South African Alice Mattlou, took home the covetted African Women’s footballer of the year.
In an earlier interview with the Daily Sun newspaper in Nigeria, Jay-Jay Okocha said “If it [CAF] is to pick the player that merits the 2008 award, I will give it to Aboutrika without blinking my eyes,”. Aboutrika has been lauded as a determining factor that saw both the Egyptian national team and his club, Al Aly, clinch the winning continental football titles, with Al Aly sailing to a comfortable win at the local football championship as well.
Aboutrika’s disappointed fans were however consoled as the golden striker was crowned the Inter-Clubs player of the Year with a multitude of awards going to his native Egypt. The six time African club champions were voted the best club of the year while Egyptian national team grabbed the national team of the year award. The proud recipient of the national coach of the year went to Hassan Shehata.
Notwithstanding these highly prestigious compensation, Stephen Johnson still believes that “Michael Essien and Adebayor, although instrumental in both their local clubs and national teams are yet to encounter the midas-touch-effect Aboutrika has produced (…) on the other hand, it would have been great to have a home made winner as the World Cup approaches”. According to him, nothing compares to the top award. Historically, the Glo-CAF awards has been dominated by Europe-based players and has gone to an African-based player only once. The first and last African-based player to have crossed the finish line to win the award was Emmanuel Amunike of Nigeria in 1994, when he was playing for Egyptian team, Zamalek.

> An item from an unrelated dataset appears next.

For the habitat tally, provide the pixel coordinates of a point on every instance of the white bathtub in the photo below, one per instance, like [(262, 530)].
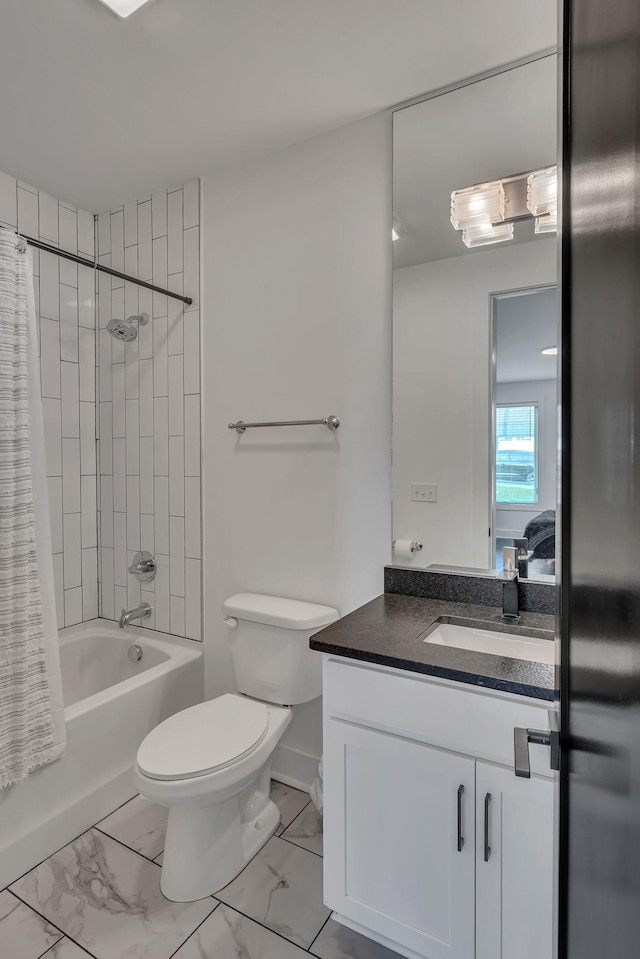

The African Footballer of the Year award is the most prestigious of all the categories, which also include the best footballer playing on the continent, best female player, best coach and best club. The nominations for the Glo-CAF African Footballer of the Year Award were scaled down to three names with Togo’s Adebayor Emmanuel, Egypt’s Aboutrika Mohammed, and Ghana’s Michael Essien making it to the final list.
The 2008 GLO-CAF award gala was moved from Dakar in Senegal to Lagos, Nigeria, and the date changed from 23 January to 10 February, in a move that African soccer’s governing body CAF said was aimed at ”securing the release of all nominees” for the awards.